Overall, the Q60T and the Q70T deliver great all-around connectivity features. With that in mind, let’s take a closer look at the voice assistant, wireless technologies, and input specifications to determine all of the key connectivity features of these two TVs.
The Q70T is marginally better in this category, as it offers slightly more input options. The two deliver equally impressive results in input lag, especially when you enable Game mode or the Game Motion Plus feature. Here’s a quick comparison table of the two TVs’ key input features:
|HDMI Ports||3 HDMI 2.0 Ports||4 HDMI 2.0 Ports|
|USB Ports||2 USB 2.0 Ports||2 USB 2.0 Ports|
|Digital Optical Audio Out||1 Port||1 Port|
The Q60T and the Q70T come with the same remote as other modern Samsung QLED TVs. With that in mind, they utilize the same SamsungSmartThings remote app and the same voice assistant.
Samsung’s Bixby voice assistant is easy to set up and activate out of the box and is one of the more capable Smart TV voice assistants around. Bixby enables you to control a multitude of options through its voice control features. Some of the most interesting ones include accessing apps, changing picture and input settings, switching between channels, and adjusting the volume.
Similar to the previous category, there’s not much room for differentiation on the subject of wireless technologies.
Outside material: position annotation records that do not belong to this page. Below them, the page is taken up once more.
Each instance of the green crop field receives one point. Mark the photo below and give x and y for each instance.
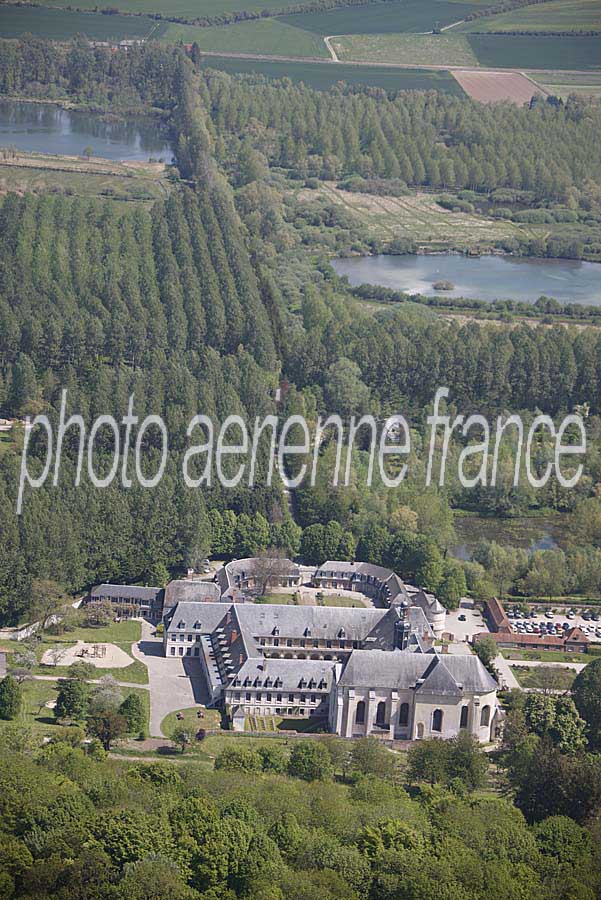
(262, 36)
(525, 51)
(382, 18)
(563, 84)
(410, 49)
(418, 217)
(322, 76)
(557, 15)
(190, 8)
(58, 24)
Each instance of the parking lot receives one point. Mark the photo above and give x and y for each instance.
(539, 622)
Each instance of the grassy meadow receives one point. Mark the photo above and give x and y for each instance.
(323, 76)
(557, 15)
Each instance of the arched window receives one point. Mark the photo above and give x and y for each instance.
(404, 714)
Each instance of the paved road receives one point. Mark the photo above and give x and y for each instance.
(176, 683)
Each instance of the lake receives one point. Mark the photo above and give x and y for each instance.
(46, 128)
(479, 278)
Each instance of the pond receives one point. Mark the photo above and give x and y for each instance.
(484, 277)
(45, 128)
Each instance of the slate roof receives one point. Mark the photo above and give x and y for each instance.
(191, 591)
(291, 674)
(326, 622)
(402, 670)
(125, 591)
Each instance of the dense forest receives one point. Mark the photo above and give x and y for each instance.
(216, 295)
(310, 820)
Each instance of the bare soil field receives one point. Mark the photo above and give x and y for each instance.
(492, 87)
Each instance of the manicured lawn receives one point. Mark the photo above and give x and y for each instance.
(557, 15)
(409, 49)
(271, 37)
(544, 677)
(33, 712)
(544, 655)
(136, 673)
(210, 720)
(58, 24)
(128, 631)
(277, 599)
(323, 76)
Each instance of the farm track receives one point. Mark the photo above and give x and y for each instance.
(370, 64)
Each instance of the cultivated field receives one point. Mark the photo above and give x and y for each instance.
(190, 8)
(524, 51)
(411, 49)
(37, 173)
(261, 36)
(491, 87)
(557, 15)
(322, 76)
(382, 18)
(58, 24)
(562, 85)
(418, 217)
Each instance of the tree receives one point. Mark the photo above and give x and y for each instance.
(107, 726)
(10, 698)
(586, 693)
(73, 698)
(310, 761)
(132, 709)
(106, 695)
(238, 759)
(486, 651)
(370, 757)
(182, 736)
(47, 599)
(269, 568)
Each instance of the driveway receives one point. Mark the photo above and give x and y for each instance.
(176, 683)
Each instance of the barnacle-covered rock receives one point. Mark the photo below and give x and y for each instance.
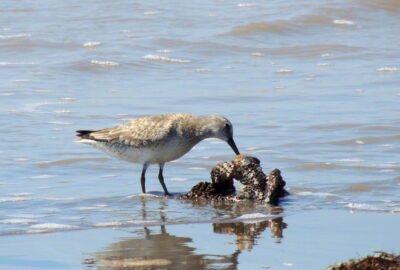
(275, 187)
(246, 169)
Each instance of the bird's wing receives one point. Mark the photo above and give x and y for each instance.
(138, 132)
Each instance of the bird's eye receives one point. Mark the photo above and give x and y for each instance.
(227, 127)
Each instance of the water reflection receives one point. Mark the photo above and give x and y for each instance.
(156, 248)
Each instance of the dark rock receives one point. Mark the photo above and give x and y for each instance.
(256, 185)
(379, 261)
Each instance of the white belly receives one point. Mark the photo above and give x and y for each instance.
(172, 150)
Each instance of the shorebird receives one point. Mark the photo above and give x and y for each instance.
(158, 139)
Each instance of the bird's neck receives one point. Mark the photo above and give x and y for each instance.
(204, 128)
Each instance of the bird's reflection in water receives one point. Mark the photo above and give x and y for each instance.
(158, 249)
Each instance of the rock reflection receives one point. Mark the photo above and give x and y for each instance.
(158, 249)
(247, 233)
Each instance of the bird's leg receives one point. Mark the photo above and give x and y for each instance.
(143, 178)
(161, 178)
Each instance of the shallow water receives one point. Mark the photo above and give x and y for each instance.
(312, 88)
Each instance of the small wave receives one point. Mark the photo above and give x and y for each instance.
(43, 176)
(178, 179)
(284, 71)
(151, 13)
(59, 123)
(109, 224)
(105, 63)
(343, 22)
(363, 206)
(5, 64)
(258, 54)
(165, 51)
(197, 168)
(18, 221)
(23, 35)
(91, 44)
(254, 216)
(7, 94)
(296, 24)
(160, 58)
(316, 194)
(389, 69)
(14, 199)
(202, 70)
(368, 140)
(246, 4)
(51, 227)
(21, 159)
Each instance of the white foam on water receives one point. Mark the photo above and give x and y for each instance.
(7, 94)
(154, 57)
(21, 194)
(284, 71)
(61, 123)
(68, 100)
(105, 63)
(17, 63)
(86, 208)
(63, 112)
(21, 159)
(178, 179)
(350, 160)
(202, 70)
(363, 206)
(14, 199)
(151, 13)
(258, 54)
(50, 227)
(109, 224)
(253, 216)
(148, 194)
(108, 175)
(196, 168)
(15, 36)
(43, 176)
(165, 51)
(18, 221)
(389, 69)
(91, 44)
(316, 194)
(246, 4)
(343, 22)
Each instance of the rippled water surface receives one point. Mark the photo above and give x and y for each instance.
(312, 88)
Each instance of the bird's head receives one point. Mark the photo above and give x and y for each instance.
(221, 128)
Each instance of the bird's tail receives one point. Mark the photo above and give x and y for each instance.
(84, 134)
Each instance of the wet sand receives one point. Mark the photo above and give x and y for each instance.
(312, 88)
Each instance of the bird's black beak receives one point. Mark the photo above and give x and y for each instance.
(232, 144)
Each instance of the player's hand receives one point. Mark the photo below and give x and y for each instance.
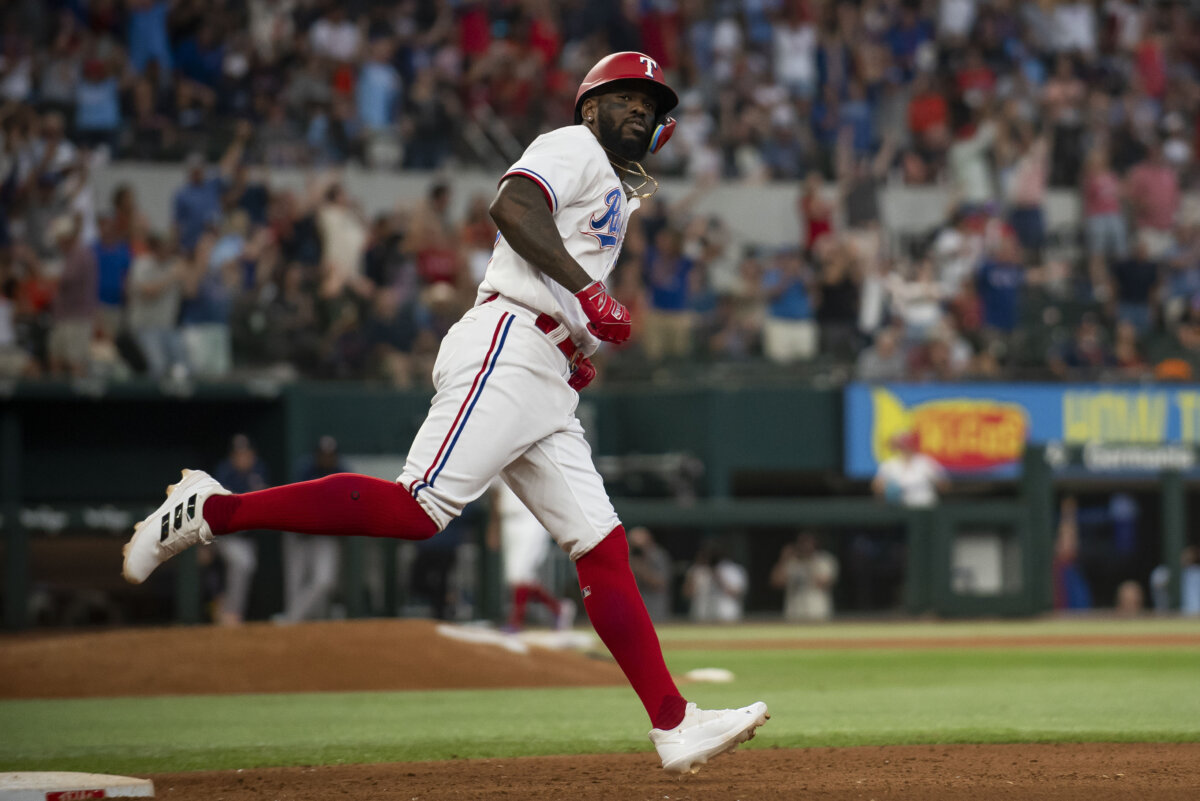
(582, 374)
(609, 319)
The two TVs support the standard wireless technology (2.4GHz and 5GHz). Additionally, they offer Bluetooth connectivity features, allowing you to connect a Bluetooth speaker or headphones when watching content or listening to music.
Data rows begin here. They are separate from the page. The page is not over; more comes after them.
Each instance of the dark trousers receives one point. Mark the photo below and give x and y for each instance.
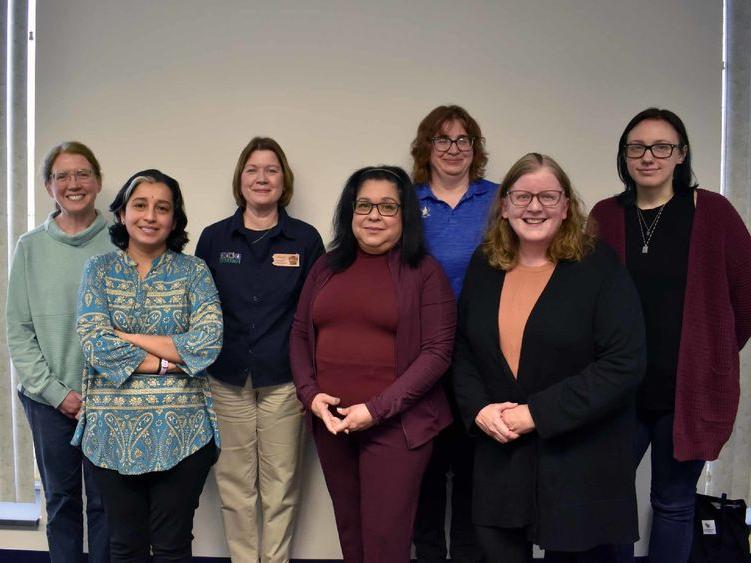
(153, 512)
(374, 481)
(60, 469)
(510, 545)
(453, 453)
(673, 490)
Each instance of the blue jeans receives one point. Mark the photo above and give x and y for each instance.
(60, 468)
(673, 490)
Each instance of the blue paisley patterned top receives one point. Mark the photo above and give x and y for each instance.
(135, 422)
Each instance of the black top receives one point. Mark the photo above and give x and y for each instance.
(259, 275)
(660, 279)
(570, 482)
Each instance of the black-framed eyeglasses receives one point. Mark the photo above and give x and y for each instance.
(547, 198)
(82, 175)
(658, 150)
(385, 208)
(442, 143)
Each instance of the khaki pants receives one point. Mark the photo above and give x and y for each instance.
(261, 431)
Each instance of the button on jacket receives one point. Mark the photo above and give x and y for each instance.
(259, 277)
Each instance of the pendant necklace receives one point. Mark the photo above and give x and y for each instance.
(647, 230)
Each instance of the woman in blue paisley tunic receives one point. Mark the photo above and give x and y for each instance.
(150, 323)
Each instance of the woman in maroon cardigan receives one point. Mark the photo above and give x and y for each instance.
(373, 333)
(689, 254)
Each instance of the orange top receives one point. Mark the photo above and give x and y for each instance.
(522, 287)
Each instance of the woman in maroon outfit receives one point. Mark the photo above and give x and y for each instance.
(689, 255)
(373, 333)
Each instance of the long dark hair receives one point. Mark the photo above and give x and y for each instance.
(344, 246)
(683, 176)
(178, 238)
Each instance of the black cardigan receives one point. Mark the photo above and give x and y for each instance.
(571, 481)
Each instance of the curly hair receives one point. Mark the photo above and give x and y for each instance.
(501, 244)
(178, 238)
(430, 126)
(68, 147)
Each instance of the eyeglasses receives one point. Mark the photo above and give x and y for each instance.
(442, 143)
(385, 209)
(82, 175)
(658, 150)
(547, 198)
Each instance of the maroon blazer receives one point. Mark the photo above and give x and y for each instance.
(716, 320)
(424, 344)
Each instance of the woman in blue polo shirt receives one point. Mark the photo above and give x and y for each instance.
(259, 258)
(449, 162)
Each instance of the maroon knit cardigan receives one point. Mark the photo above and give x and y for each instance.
(716, 320)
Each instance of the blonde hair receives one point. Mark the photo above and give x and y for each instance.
(501, 244)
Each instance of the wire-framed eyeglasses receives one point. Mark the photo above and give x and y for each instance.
(547, 198)
(82, 175)
(658, 150)
(442, 143)
(385, 208)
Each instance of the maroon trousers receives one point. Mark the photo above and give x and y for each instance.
(374, 483)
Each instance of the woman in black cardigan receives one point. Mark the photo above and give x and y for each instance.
(550, 349)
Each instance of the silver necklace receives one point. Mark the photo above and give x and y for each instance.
(647, 230)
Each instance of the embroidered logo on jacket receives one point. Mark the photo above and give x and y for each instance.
(230, 257)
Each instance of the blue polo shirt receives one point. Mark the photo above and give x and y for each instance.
(453, 234)
(259, 278)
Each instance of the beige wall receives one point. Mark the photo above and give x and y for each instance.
(182, 85)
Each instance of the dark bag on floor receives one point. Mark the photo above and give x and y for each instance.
(720, 531)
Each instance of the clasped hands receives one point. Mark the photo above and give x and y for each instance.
(356, 417)
(505, 422)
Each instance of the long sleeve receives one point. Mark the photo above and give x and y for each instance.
(437, 328)
(112, 357)
(738, 266)
(33, 371)
(200, 344)
(300, 355)
(469, 389)
(604, 384)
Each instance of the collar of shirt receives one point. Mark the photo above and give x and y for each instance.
(162, 259)
(281, 228)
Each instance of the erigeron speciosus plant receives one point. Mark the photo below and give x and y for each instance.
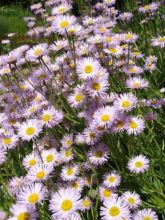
(67, 104)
Although the two TVs don’t have many dissimilarities, the Q70T does have some standout features, those that will mainly interest gamers looking for a good TV for HDR gaming. The Q70T is both FreeSync and G-SYNC compatible, while the Q60T doesn’t support either of the two implementations.
Moreover, the Q70T has a 120 Hz native refresh rate, and a VRR (Variable Refresh Rate) feature, while the Q60T lacks this trait and has a refresh rate of just 60 Hz. Meaning the Q70T can refresh frames twice as fast and synchronize its refresh rate to minimize screen tears or image stutters.
Ultimately, while these two TVs share many identical features, you can make a distinction through a few key traits. If you’re working with a tight budget but still want to get the celebrated Samsung QLED quality, the Q60T is an excellent entry-level choice. It offers good image quality, decent audio, and fast and intuitive Smart TV features.
In this Samsung Q60T vs Q70T, the Q70T is a stronger performer in several key areas. It comes with a more powerful processor, more capable motion technology, and slightly better sound quality. Plus, it has a handful of gaming features that aren’t available on the Q60T.